The medical examiner’s office conducted its forensic testing, but the degradation of DNA from environmental exposure and the passage of time made extraction challenging. In October 2024, the examiner’s office transferred custody of the remains to the Walton County Sheriff’s Office, requesting advanced DNA analysis through the Florida Department of Law Enforcement (FDLE).

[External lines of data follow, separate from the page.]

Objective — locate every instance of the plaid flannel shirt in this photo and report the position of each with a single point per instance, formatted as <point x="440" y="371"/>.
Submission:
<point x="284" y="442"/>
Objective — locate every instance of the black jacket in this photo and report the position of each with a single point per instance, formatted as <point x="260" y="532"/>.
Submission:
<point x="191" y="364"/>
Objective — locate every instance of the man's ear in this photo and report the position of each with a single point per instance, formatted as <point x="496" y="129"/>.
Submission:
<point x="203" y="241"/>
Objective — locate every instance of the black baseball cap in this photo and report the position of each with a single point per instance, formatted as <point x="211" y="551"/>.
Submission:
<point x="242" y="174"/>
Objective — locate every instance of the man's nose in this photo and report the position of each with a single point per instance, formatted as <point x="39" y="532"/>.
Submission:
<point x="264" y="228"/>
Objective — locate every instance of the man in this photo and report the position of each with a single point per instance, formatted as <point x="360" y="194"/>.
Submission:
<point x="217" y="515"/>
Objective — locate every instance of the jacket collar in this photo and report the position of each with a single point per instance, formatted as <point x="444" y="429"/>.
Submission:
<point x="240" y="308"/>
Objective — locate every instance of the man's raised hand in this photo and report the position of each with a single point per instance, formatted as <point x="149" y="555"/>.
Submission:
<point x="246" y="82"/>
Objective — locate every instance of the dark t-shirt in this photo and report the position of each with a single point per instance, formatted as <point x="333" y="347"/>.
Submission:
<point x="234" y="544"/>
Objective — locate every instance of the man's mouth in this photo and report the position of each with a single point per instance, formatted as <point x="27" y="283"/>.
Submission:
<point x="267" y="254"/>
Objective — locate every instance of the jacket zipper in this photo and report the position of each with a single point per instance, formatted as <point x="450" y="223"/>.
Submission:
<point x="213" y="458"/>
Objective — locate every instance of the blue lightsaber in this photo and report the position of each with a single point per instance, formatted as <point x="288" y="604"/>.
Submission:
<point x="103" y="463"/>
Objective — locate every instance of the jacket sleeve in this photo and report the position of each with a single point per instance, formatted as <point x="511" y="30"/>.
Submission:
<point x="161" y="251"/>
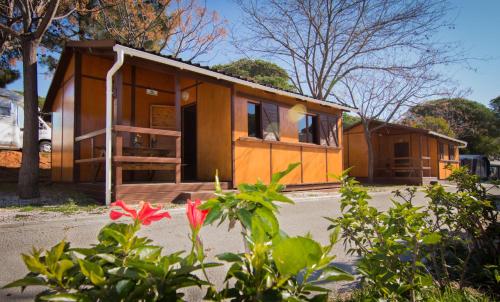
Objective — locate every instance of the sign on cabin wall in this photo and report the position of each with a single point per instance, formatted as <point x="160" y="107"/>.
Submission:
<point x="162" y="117"/>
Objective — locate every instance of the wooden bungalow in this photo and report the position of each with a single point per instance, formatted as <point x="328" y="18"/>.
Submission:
<point x="134" y="125"/>
<point x="402" y="154"/>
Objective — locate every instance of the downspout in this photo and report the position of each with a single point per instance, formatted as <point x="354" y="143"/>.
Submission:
<point x="109" y="120"/>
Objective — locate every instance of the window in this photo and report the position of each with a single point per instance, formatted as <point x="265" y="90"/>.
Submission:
<point x="441" y="151"/>
<point x="270" y="122"/>
<point x="254" y="128"/>
<point x="5" y="108"/>
<point x="263" y="120"/>
<point x="308" y="129"/>
<point x="451" y="152"/>
<point x="328" y="130"/>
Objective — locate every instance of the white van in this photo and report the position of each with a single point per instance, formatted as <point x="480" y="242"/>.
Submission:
<point x="12" y="123"/>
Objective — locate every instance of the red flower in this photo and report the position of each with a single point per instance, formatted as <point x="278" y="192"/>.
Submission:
<point x="146" y="215"/>
<point x="195" y="216"/>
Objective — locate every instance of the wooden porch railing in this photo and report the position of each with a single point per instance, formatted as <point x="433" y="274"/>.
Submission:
<point x="412" y="166"/>
<point x="122" y="160"/>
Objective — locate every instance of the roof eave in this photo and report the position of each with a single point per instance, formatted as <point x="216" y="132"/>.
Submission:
<point x="199" y="70"/>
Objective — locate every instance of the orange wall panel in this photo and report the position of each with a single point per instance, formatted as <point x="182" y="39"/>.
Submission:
<point x="57" y="137"/>
<point x="68" y="139"/>
<point x="313" y="165"/>
<point x="252" y="162"/>
<point x="335" y="166"/>
<point x="282" y="156"/>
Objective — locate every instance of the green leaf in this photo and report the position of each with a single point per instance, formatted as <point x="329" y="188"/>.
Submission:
<point x="26" y="281"/>
<point x="432" y="238"/>
<point x="33" y="264"/>
<point x="229" y="257"/>
<point x="55" y="254"/>
<point x="92" y="271"/>
<point x="214" y="214"/>
<point x="268" y="220"/>
<point x="294" y="254"/>
<point x="61" y="297"/>
<point x="108" y="257"/>
<point x="148" y="253"/>
<point x="117" y="236"/>
<point x="123" y="287"/>
<point x="258" y="233"/>
<point x="245" y="218"/>
<point x="279" y="175"/>
<point x="61" y="267"/>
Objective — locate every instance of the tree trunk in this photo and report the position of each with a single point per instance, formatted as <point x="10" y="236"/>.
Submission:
<point x="369" y="144"/>
<point x="28" y="174"/>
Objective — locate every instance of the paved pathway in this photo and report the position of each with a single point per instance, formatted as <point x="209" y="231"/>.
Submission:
<point x="303" y="217"/>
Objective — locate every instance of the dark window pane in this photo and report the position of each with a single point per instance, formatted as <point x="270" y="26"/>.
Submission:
<point x="313" y="130"/>
<point x="302" y="127"/>
<point x="270" y="122"/>
<point x="451" y="152"/>
<point x="253" y="120"/>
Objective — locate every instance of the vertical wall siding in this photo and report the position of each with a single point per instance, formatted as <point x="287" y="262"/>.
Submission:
<point x="63" y="127"/>
<point x="258" y="159"/>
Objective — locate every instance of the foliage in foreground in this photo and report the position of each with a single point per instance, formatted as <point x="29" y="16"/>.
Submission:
<point x="275" y="266"/>
<point x="418" y="253"/>
<point x="120" y="267"/>
<point x="125" y="267"/>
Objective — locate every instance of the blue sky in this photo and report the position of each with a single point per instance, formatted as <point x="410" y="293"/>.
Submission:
<point x="476" y="28"/>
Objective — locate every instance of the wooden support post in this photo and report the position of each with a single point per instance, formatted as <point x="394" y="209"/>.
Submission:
<point x="118" y="98"/>
<point x="77" y="119"/>
<point x="92" y="155"/>
<point x="178" y="156"/>
<point x="118" y="166"/>
<point x="117" y="120"/>
<point x="420" y="159"/>
<point x="177" y="126"/>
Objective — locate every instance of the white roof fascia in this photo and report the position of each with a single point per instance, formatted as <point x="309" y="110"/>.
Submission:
<point x="464" y="143"/>
<point x="185" y="66"/>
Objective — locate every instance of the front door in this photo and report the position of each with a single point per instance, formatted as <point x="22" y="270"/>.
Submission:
<point x="7" y="124"/>
<point x="188" y="142"/>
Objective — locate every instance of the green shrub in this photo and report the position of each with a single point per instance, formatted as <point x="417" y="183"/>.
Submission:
<point x="274" y="267"/>
<point x="125" y="267"/>
<point x="392" y="245"/>
<point x="467" y="221"/>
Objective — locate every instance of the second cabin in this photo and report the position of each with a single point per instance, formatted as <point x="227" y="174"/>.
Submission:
<point x="402" y="154"/>
<point x="173" y="124"/>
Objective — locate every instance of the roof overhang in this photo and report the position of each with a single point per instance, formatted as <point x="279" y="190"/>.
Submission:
<point x="175" y="63"/>
<point x="462" y="144"/>
<point x="220" y="76"/>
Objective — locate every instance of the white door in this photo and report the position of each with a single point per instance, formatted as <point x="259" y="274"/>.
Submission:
<point x="7" y="124"/>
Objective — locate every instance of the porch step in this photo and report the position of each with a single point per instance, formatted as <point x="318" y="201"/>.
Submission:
<point x="202" y="195"/>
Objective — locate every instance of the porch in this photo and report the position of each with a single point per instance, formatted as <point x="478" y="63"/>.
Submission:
<point x="157" y="126"/>
<point x="140" y="172"/>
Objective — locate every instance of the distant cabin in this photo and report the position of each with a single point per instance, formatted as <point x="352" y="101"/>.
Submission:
<point x="173" y="124"/>
<point x="402" y="154"/>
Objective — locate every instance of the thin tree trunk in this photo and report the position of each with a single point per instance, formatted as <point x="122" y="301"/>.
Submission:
<point x="369" y="144"/>
<point x="28" y="174"/>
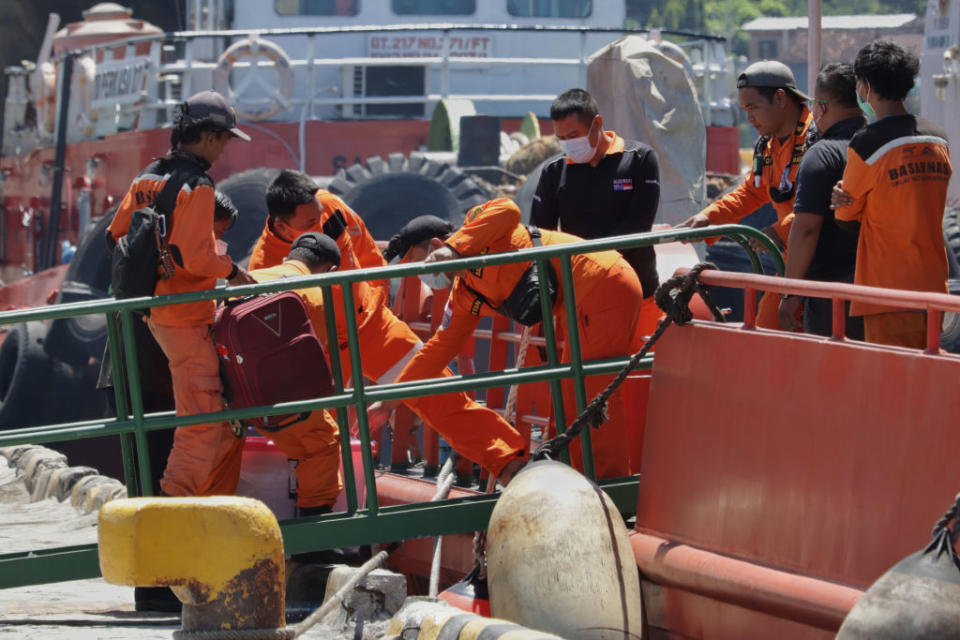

The samples were submitted to FDLE’s laboratory in November 2024. For the next two months, forensic scientists worked to extract viable genetic material from the degraded bones—a process complicated by environmental exposure and limited genetic material.
The Identification
On January 21, 2026—nearly ten years after Jacob Lyon was last seen alive—the DNA results came back. The remains found in that Miramar Beach wooded lot were a match to the DNA samples Lieutenant Lee had collected from Jacob’s family a decade earlier.
“That DNA sample was compared to the original sample that Lieutenant Lee, then Detective Lee, gathered from Jacob’s family, and we were able to make that positive confirmation and identification of Jacob from that,” said Major Dustin Cosson of the Walton County Sheriff’s Office during a joint press conference with Niceville Police.
For Judy Lyon, the news brought a devastating mix of relief and renewed grief. Her son was no longer missing. But he was gone.
“Ten years is a long time. But Jacob is home. Jake is back with his family, and family can make a little bit of closure,” Major Cosson said. “My number one priority was to try and find closure for his mother. Judy has been working with me fairly closely this entire time,” Lieutenant Lee added.
The Investigation Continues
The identification of Jacob’s remains marks not the end of the case, but the beginning of a new phase. With a body recovered, investigators can now work to determine how Jacob died—a question that carries the weight of potential foul play.
Walton County Sheriff’s investigators, now working in partnership with Niceville Police, have launched a formal death investigation. The scene where Jacob was found offers both challenges and opportunities. The Sleep Inn behind which he was discovered no longer exists; the area looks “completely different” than it did in 2022, according to Major Cosson. Investigators are reviewing Niceville Police Department’s decade of reports, searching for any mention of Miramar Beach, the individuals connected to that area, or patterns that might explain how a Niceville teen ended up dead in Walton County.
“This is not by all means the end of an investigation but it’s the furtherance in the start of another investigation,” Major Cosson emphasized. “We don’t know right now exactly what happened, but what we do know is that we have a positive confirmation of Jacob Lyon, and that we’ll be continuing the investigation and the partnership.”
Law enforcement officials are asking for the public’s assistance in solving the mystery of Jacob’s death. Anyone with information about Jacob Lyon’s activities in late 2015, his associates during that period, or circumstances surrounding his death is urged to contact the Walton County Sheriff’s Office at 850-892-8111.
For a family that has waited ten years for answers, closure remains incomplete until they know not just where Jacob died, but how and why. Jacob Lyon came home on January 21, 2026—but the truth about what happened to him is still out there, somewhere in the shadows of that Miramar Beach wooded lot and the lost years of a troubled young man’s final days.